A fim de que eventuais erros dos juízes possam ser corrigidos e também atender à natural inconformidade da parte vencida diante de julgamentos desfavoráveis, estabeleceu-se o princípio do duplo grau de jurisdição: o vencido tem, dentro de certos limites, a possibilidade de obter uma nova manifestação do Judiciário. Para que isso possa ser feito, é preciso que exista uma hierarquia de tribunais.
A seguir um sucinto organograma dos tribunais brasileiros:
O Conselho Nacional de Justiça (CNJ), criado em 2005, é o órgão do Poder Judiciário encarregado de controlar a atuação financeira e administrativa dos demais órgãos, além de supervisionar o cumprimento dos deveres funcionais dos juízes.

5. Considerações finais

O governo é a soberania em ação. São distintos os órgãos de manifestação do poder de soberania e cada um exerce a totalidade do poder soberano dentre da sua esfera de atuação. “Cada ato de governo, manifestado por um dos três órgãos, representa uma manifestação completa do poder.”[4]
Kant comparou o Estado à Santíssima Trindade, pois trinos e unos ao mesmo tempo. Tal como os órgãos do corpo humano, os poderes do Estado mantém uma relação vital e nenhum deles representa, sozinho, a plenitude da vontade do Estado.
O adjetivo independente é, portanto, incompatível com a doutrina da divisão dos poderes. Os poderes só são independentes na medida em que funcionam separadamente. A divisão é formal e funcional, porém não substancial. Os poderes se integram e se complementam mutuamente com o objetivo de manifestar a soberania nacional.
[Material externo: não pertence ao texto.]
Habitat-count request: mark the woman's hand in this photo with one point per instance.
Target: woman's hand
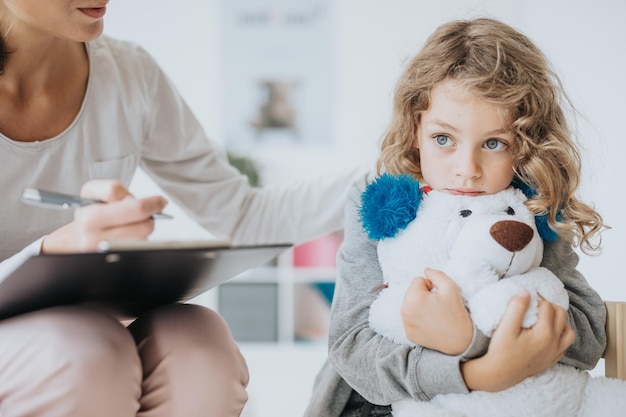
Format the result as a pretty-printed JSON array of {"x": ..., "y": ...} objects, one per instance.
[
  {"x": 123, "y": 217},
  {"x": 516, "y": 353},
  {"x": 434, "y": 314}
]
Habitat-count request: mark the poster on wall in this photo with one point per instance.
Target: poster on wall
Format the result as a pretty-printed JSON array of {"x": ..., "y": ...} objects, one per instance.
[{"x": 277, "y": 72}]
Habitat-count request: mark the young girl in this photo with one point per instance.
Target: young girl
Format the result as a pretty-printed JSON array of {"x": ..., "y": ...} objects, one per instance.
[
  {"x": 80, "y": 108},
  {"x": 477, "y": 108}
]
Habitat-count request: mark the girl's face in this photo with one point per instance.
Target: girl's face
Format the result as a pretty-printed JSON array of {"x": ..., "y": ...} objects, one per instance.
[
  {"x": 464, "y": 143},
  {"x": 77, "y": 20}
]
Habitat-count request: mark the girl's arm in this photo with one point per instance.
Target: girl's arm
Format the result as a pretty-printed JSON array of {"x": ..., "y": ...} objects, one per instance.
[{"x": 587, "y": 313}]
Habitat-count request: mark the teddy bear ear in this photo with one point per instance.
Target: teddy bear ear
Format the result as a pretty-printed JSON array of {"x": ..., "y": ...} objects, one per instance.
[{"x": 389, "y": 204}]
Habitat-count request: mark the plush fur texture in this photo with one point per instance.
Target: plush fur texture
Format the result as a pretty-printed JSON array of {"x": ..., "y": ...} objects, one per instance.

Referências bibliográficas

BASTOS, Celso Ribeiro. Curso de Direito Constitucional. São Paulo:  Saraiva, 1995.
BRASIL. Câmara dos Deputados. Portal da Câmara dos Deputados. Disponível em: . Acessado em nov.2011.
BRASIL. Constituição da República Federativa do Brasil. Diário Oficial da União, Brasília, DF, 05 out. 1988.
MALUF, Sahid. Teoria geral do Estado. São Paulo: Saraiva, 1995.
SILVA, José Afonso. Curso de Direito Constitucional Positivo. São Paulo: Malheiros, 2004.



[1] Professor, escritor e advogado. Mestre em Direito Internacional pela USP.
[2] Os juízes militares e os Conselhos de Justiça exercem o primeiro grau de jurisdição. Como não existem “Tribunais Regionais Militares”, o segundo grau de jurisdição é exercido diretamente pelo STM.
[3] A primeira instância é constituída pelos juízes militares e pelos Conselhos de Justiça (um juiz togado e quatro oficiais); a segunda instância, nos estados de SP, RJ e MG, cumpre aos respectivos Tribunais de Justiça Militar, enquanto nos demais estados e Distrito Federal cabe aos TJs.
[4] MALUF, Sahid. Teoria geral do Estado. São Paulo: Saraiva, 1995. p. 207.